Peter:
Your point may be a bit over my head, but I think I get the gist of it. My client in China wants me to make a visit now [still pre-construction] to basically hold his hand and help him visualize the finished product ... I told him I can come, but it won't help because I don't really know the answers to his questions until we get a handful of holes roughed in and figure out what we are really going to do. That's our process and I am sticking to it, even though it makes their banker uncomfortable.
Process is critical. Process determines techniques and allows or doesn't for flexibility, and determines the level of lost opportunity costs.
Golf courses can only be planned on paper to a point because they have limitations of detail and the human mind really isn't that creative; it is hard wired to repeat patterns (I sort of laugh at the term "detailed plans"). Beyond being less than detailed, plans are restrictive and rigid too. Plans have their role, to say they don't would be idiotic. They're necessary for permits, nailing down some engineering problems and setting environmental boundaries, estimating work, materials, time frame and cost.

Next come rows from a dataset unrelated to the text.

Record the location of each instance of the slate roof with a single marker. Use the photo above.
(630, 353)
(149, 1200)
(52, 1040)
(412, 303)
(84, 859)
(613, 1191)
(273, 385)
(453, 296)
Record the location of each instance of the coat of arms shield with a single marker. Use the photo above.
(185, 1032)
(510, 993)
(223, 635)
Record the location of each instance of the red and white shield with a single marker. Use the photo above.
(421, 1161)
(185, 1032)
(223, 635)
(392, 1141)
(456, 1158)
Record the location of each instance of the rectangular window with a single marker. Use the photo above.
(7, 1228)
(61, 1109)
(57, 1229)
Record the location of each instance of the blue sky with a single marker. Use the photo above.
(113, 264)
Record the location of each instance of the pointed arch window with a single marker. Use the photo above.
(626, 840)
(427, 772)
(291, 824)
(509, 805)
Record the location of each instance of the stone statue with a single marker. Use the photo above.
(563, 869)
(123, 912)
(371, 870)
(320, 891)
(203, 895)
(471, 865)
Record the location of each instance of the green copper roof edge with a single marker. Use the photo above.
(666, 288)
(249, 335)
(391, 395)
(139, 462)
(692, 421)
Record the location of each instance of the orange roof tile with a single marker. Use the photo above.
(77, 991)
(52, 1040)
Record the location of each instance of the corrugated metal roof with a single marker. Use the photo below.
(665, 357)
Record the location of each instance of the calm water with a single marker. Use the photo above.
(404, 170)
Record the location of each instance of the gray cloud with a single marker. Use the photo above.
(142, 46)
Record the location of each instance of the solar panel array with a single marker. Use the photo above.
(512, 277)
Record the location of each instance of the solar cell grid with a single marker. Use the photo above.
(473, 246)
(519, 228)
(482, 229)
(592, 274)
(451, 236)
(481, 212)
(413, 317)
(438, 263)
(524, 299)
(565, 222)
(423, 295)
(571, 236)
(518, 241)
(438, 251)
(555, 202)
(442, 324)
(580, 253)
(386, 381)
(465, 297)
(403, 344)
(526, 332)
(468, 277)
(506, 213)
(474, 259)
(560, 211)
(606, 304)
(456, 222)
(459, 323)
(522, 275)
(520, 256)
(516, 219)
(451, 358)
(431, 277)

As Tom's message to his client hints at, the finest golf courses are controlled chaos. The creativity is a combination of seizing on mutation, chance, and randomly mixing these elements as they present themselves. It's a complexity unimaginable in an office, and a complexity that is more likely to produce originality. All this mixing, matching and opportunity mining requires energy, knowledge and vision to direct and shape, and because of this being dynamic rather than static, it is a process, and the process determines. It is not instant soup or a paint-by-numbers kit, as some in the business would have their clients believe.
Dr. M had a good point about hard headed businessmen wanting it all on paper; impossible, and even Tom, with a pretty stellar track record reveals, the "trust me" element of such a process still makes the hard headed businessmen uneasy.